Simba ….
ist eben über die Regenbogenbrücke gegangen. Er kam am 24.04. hierher, gerade mal 84g schwer, eindeutig ein Microhörnchen und auch noch mit Kryptosporidien behaftet. Er wurde mit Bamboo vergessellschaftet, der ebenfalls Kryptos hatte. Beide haben die Behandlung durchstanden, tolle Köttel geworfen, alles war gut. Am Sonntag haben wir (Claudi und ich) Simba und Bamboo in den Wildwald Vosswinkel gebracht. Wir haben noch ein Video, wo beide aus dem Laufstall rausflitzen. 10 Minuten später sehen wir, dass Simba ein Hinterbeinchen hinter sich her zieht. Also sofort eingepackt und wieder zurück in die Station. Damit Bamboo nicht alleine im Auswilderungsgehege bleibt, sind wir wieder zurückgefahren und haben Nördchen in den Wildwald gebracht. Die beiden sind auch gut unterwegs, wenn auch Nördchen mit „veräppelt“ hat, ich konnte sie am nächsten Tag einfach nicht finden. Sie lag aber gemütlich in der „Regenrinne“ und schaute von oben zu wie ich sie suche. Aber zurück zu Simba …
Vermutlich ist er abgestürzt und auf den Rücken gefallen. Am Montag morgen war ich direkt bei meiner TA mit ihm. Er hatte in beiden Hinterbeinchen „Gefühl“, also wollten wir es probieren. Seit gestern mittag hatte er das fressen eingestellt, kein gutes Zeichen. Ich hatte für morgen – nein heute – ist ja schon Donnerstag, wieder einen Termin bei meiner TA. Simba hat uns die Entscheidung, wie es mit ihm weitergeht, abgenommen. Er ging über die Regenbogenbrücke. Ich vermute, bei dem Sturz kam es noch zu inneren Verletzungen, die wir nicht erkennen konnten.
Und jetzt wie immer die Frage: wie kann man so was vermeiden? Gar nicht. Wir hatten das vor Jahren mit „Lexi“, die war aber in der Auswilderung und stürzte von der Lärche ab und viel mir quasi vor die Füße, auch sie mussten wir erlösen. Das ist alles so bitter, da sind die Hörnies „fertig“, könnten wieder in die Freiheit und dann so was.

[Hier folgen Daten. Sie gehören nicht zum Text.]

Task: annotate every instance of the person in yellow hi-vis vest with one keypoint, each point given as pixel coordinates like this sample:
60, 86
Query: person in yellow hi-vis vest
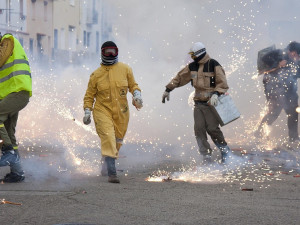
15, 91
106, 96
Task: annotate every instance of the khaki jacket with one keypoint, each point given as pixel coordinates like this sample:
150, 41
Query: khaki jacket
207, 76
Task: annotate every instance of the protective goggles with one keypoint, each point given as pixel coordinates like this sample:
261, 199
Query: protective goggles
110, 51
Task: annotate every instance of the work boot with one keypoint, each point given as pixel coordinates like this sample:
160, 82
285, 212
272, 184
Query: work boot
103, 167
206, 160
111, 170
113, 179
9, 158
224, 153
13, 178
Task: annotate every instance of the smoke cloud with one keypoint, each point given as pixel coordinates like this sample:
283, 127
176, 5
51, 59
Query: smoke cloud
154, 38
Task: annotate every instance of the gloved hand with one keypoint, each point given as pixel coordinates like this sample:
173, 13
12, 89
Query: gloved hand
165, 95
213, 100
137, 100
87, 116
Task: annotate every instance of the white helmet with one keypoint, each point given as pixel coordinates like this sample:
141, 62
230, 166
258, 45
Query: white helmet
197, 49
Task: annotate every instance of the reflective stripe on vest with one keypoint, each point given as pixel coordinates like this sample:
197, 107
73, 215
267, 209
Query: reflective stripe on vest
15, 74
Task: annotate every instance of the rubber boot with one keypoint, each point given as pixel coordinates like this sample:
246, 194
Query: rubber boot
206, 160
224, 152
111, 170
103, 167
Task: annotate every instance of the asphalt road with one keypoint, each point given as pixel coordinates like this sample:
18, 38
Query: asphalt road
263, 189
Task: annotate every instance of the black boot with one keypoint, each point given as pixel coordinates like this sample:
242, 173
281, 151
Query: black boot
103, 167
111, 170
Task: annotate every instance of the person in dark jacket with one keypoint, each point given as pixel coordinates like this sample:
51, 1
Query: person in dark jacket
280, 88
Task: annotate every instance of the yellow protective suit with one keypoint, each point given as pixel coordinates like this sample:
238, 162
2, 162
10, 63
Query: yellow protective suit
106, 96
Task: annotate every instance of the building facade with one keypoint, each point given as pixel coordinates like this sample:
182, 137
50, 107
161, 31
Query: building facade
51, 31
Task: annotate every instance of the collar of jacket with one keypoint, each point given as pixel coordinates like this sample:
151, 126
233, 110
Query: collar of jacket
204, 59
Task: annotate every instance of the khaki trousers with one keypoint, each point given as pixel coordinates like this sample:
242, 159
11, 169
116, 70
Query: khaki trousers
9, 111
205, 123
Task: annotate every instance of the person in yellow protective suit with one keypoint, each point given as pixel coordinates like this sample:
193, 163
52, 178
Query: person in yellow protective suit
106, 96
15, 91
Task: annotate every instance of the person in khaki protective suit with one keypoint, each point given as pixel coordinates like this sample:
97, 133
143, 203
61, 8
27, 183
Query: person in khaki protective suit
106, 96
15, 91
208, 78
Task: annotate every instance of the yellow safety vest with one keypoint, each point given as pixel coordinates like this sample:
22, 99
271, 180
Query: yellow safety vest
15, 74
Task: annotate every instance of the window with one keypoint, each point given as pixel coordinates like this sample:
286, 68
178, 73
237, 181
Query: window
31, 46
62, 38
88, 41
45, 11
21, 41
97, 42
21, 9
55, 38
84, 38
33, 10
72, 38
8, 11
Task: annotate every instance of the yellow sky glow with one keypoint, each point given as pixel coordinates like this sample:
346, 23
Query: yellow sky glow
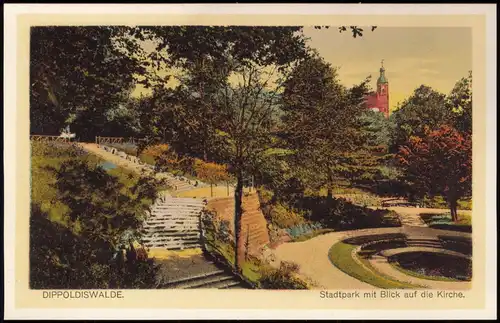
434, 56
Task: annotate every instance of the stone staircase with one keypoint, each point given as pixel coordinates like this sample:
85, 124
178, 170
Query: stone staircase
178, 183
219, 279
174, 224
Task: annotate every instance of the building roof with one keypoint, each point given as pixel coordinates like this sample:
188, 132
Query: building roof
382, 79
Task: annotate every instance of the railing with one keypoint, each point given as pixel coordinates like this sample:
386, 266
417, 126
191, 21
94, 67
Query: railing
108, 140
117, 140
44, 138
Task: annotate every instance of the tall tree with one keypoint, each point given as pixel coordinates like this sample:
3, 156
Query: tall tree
79, 73
245, 127
459, 101
439, 162
425, 108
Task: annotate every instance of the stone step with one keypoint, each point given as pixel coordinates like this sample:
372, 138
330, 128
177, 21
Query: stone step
174, 246
421, 243
172, 235
222, 283
176, 211
173, 216
172, 220
180, 206
214, 280
161, 229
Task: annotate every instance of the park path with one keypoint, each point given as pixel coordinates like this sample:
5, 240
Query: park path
410, 216
380, 264
173, 236
312, 256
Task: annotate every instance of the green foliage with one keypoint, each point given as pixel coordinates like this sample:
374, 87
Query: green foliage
281, 217
79, 75
314, 100
426, 108
377, 128
284, 277
340, 255
439, 163
445, 221
81, 217
459, 101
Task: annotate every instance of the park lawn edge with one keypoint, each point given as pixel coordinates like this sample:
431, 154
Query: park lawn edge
421, 276
340, 257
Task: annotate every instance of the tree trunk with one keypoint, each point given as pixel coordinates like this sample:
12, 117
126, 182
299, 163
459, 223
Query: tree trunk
329, 193
238, 213
453, 209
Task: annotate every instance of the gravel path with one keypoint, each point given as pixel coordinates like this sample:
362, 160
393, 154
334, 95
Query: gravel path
380, 263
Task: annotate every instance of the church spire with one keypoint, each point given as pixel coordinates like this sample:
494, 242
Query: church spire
381, 78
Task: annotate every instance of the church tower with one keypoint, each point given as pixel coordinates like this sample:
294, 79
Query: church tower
383, 92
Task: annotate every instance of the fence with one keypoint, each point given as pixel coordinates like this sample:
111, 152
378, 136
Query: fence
44, 138
116, 140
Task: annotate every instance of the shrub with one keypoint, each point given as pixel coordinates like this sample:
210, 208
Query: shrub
282, 217
285, 277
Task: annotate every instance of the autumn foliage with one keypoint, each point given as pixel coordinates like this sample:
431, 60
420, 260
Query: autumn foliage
439, 162
211, 172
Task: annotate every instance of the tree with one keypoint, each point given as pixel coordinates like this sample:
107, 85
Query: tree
377, 128
439, 162
425, 108
321, 121
211, 173
459, 102
227, 123
78, 74
245, 127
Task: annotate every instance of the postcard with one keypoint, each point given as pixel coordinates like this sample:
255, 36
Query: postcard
250, 161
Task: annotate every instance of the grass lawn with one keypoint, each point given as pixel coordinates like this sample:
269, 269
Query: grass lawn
43, 191
340, 256
250, 270
312, 235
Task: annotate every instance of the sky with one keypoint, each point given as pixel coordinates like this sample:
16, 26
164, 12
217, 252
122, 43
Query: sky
434, 56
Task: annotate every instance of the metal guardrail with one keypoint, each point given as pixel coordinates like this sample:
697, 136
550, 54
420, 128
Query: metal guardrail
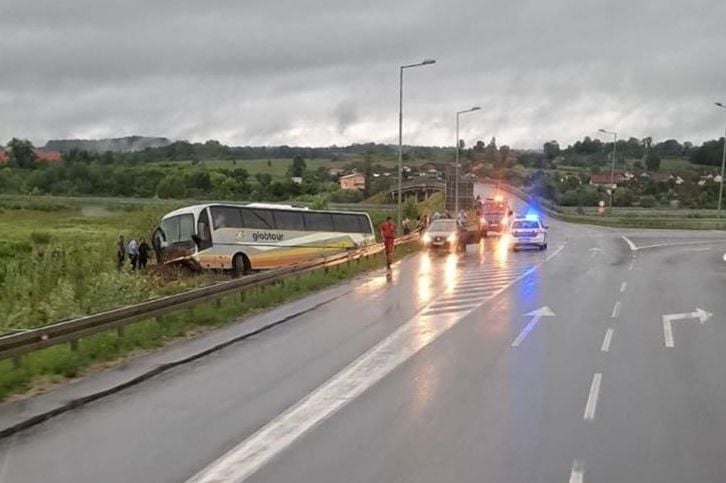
15, 345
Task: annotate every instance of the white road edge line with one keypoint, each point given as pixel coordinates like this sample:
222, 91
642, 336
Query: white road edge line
253, 453
5, 459
630, 243
616, 310
606, 341
555, 253
677, 244
591, 405
577, 475
668, 332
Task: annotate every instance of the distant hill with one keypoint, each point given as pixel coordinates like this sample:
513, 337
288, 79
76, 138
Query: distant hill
117, 145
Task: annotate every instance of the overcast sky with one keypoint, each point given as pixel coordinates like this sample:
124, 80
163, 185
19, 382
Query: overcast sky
322, 72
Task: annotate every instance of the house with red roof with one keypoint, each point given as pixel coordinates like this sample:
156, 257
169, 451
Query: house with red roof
606, 179
41, 155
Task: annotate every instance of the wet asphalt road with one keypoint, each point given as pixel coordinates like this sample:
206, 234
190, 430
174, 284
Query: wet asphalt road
421, 382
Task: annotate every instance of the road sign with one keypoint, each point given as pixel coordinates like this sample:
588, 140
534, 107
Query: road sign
699, 314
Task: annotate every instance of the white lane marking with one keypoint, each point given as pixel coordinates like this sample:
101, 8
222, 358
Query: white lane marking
537, 314
527, 329
676, 244
481, 285
698, 249
453, 305
616, 310
493, 273
668, 332
253, 453
591, 405
466, 296
577, 475
555, 253
499, 278
5, 460
630, 243
606, 341
476, 289
699, 314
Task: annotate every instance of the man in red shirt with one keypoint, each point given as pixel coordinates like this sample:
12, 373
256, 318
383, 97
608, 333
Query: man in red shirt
388, 233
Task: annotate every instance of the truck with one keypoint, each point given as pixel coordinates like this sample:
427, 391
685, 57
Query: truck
494, 216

Aktuell ist es sogar so, dass keine Eichhörnchen ins Auswilderungsgehege übersiedelt werden. Die Temperaturen sind viel zu hoch. So ein „Umzug“ ist höchster Stress für die Tiere: das Einpacken, die Autofahrt, das Ausladen, die neue Umgebung mit neuen Gerüchen, Wind, Wetter usw. Deshalb, meine 5 im Wohnzimmer (Eli, Simon, Nussi, Fipsi, Lilo) müssen ausharren und auch die, die ins Wohnzimmer einziehen möchten (Peanut, AHörnchen, Timmy). Wir müssen „stehen“ bleiben, das Risiko ist einfach zu groß und dafür päppel ich die Tiere nicht auf, um sie dann zu verlieren.

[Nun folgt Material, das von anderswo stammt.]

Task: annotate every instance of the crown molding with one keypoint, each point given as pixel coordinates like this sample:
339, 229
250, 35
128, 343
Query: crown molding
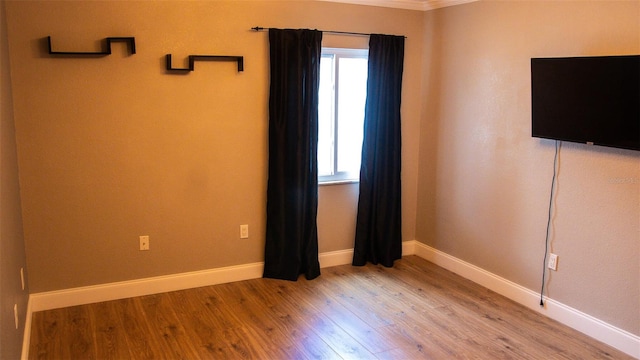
421, 5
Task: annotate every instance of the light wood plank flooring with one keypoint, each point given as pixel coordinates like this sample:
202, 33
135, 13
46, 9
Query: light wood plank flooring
415, 310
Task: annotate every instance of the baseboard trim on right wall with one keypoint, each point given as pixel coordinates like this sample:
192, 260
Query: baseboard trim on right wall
585, 323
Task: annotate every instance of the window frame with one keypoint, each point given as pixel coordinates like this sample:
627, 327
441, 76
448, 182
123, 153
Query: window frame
339, 177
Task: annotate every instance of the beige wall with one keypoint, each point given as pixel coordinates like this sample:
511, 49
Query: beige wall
485, 182
113, 148
12, 251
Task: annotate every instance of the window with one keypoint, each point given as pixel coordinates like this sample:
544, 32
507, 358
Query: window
343, 92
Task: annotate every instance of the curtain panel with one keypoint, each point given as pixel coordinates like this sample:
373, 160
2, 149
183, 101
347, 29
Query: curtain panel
379, 222
291, 246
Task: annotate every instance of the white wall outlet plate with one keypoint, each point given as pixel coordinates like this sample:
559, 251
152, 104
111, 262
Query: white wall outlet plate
144, 242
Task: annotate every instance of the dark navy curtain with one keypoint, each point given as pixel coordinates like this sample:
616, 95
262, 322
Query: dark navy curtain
379, 222
291, 247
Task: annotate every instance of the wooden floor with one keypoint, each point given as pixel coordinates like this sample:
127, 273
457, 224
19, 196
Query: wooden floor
415, 310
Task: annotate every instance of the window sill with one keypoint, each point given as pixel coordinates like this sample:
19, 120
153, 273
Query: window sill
338, 182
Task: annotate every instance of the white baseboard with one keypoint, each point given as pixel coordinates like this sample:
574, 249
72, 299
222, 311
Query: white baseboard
585, 323
599, 330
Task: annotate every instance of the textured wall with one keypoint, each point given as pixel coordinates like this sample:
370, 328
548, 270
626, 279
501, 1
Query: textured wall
112, 148
12, 250
484, 181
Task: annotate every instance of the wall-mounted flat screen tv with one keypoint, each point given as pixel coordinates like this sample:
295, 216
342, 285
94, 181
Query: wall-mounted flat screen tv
593, 100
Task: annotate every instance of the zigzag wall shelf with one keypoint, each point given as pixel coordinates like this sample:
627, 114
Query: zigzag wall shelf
129, 40
194, 58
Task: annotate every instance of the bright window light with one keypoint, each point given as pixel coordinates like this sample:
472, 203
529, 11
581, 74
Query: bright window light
343, 92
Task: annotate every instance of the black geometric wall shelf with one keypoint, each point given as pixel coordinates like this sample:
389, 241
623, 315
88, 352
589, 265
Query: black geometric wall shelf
129, 40
193, 58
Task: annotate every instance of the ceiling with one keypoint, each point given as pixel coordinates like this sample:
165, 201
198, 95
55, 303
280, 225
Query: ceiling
423, 5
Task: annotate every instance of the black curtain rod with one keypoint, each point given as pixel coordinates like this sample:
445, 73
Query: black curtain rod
260, 28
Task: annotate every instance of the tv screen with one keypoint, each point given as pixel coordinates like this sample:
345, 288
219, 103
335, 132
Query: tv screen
592, 100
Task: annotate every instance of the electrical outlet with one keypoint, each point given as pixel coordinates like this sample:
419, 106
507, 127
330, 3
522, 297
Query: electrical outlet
553, 262
244, 231
144, 242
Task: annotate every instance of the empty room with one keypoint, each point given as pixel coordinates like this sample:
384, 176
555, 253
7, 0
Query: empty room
376, 179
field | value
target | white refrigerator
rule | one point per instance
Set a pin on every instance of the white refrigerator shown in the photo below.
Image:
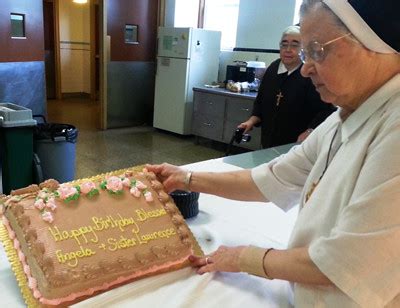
(186, 58)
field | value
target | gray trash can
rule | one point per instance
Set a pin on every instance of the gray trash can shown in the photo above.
(55, 145)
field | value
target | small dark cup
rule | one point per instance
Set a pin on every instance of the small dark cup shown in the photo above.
(187, 202)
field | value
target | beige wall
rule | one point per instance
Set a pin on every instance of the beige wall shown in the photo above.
(75, 47)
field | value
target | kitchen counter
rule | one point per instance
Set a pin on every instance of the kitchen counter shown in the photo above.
(217, 112)
(222, 91)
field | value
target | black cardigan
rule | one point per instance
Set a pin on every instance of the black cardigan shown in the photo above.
(300, 107)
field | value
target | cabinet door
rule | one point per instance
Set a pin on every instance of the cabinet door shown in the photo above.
(238, 109)
(207, 126)
(210, 104)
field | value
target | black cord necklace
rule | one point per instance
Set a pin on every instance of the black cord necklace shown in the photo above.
(315, 184)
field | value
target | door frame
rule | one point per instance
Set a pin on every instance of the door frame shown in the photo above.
(57, 60)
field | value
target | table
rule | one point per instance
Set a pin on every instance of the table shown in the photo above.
(220, 222)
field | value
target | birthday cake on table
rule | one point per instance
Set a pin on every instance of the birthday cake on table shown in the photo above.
(67, 242)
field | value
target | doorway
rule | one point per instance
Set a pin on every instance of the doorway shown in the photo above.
(50, 48)
(72, 61)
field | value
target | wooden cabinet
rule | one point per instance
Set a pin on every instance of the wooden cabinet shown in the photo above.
(217, 113)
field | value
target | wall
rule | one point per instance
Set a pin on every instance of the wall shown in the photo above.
(75, 47)
(261, 22)
(22, 60)
(260, 25)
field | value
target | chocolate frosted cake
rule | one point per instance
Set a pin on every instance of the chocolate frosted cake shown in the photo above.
(67, 242)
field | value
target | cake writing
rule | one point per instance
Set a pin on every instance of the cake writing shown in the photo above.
(72, 257)
(89, 234)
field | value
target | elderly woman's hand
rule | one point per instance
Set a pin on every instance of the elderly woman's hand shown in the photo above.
(224, 259)
(172, 177)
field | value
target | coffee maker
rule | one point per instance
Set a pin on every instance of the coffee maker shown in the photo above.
(245, 71)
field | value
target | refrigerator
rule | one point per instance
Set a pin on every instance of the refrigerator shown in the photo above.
(186, 58)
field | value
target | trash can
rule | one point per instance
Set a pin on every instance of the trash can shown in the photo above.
(55, 145)
(16, 146)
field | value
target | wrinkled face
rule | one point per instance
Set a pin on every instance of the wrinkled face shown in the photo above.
(289, 50)
(337, 77)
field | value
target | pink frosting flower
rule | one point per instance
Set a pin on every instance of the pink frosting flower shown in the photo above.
(65, 191)
(46, 216)
(51, 204)
(32, 283)
(39, 204)
(140, 185)
(148, 196)
(114, 184)
(87, 187)
(43, 194)
(126, 182)
(135, 192)
(27, 269)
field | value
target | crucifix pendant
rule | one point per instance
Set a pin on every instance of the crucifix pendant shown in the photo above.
(279, 96)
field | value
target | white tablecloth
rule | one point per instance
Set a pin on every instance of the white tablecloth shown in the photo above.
(220, 222)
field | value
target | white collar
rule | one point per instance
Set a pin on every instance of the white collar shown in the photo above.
(282, 69)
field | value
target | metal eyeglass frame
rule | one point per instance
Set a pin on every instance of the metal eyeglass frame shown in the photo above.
(315, 50)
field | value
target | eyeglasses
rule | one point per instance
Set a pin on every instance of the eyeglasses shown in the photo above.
(286, 45)
(315, 50)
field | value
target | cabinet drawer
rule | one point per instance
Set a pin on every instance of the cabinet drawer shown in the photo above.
(207, 126)
(238, 109)
(209, 104)
(255, 133)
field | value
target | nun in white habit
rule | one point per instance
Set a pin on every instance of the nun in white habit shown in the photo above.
(345, 247)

Simba ist jetzt schon schlimm genug: Mach´ es gut mein Kleiner, es tut mir unendlich leid!

Und wie ich gerade im Blog nachgelesen habe, auch Nino und Platschi sind über die Regenbogenbrücke gegangen, das habe ich noch gar nicht geschrieben. Durch die Wetterlage haben wir Notrufe ohne Ende und auch Neuzugänge, das ist nur schwer zu stemmen, dann bleibt der Blog „liegen“. Die Neuzugänge und die „Pflegefelle“ müssen alle „abgearbeitet“ werden, das geht eindeutig vor. Der TA-Termin bleibt aber trotzdem bestehen, ich muss mit Timmy und diversen Kotproben hin, Timmy hat einen Abszess am Handrücken, der sich immer wieder füllt. Ihn werden wir wahrscheinlich mal kurzzeitig schlafen legen müssen, um ordentlich auszuwaschen und dann die Wunde zu versorgen, da braucht es mehr als 2 Hände und vor allem kein zappelndes Eichhörnchen.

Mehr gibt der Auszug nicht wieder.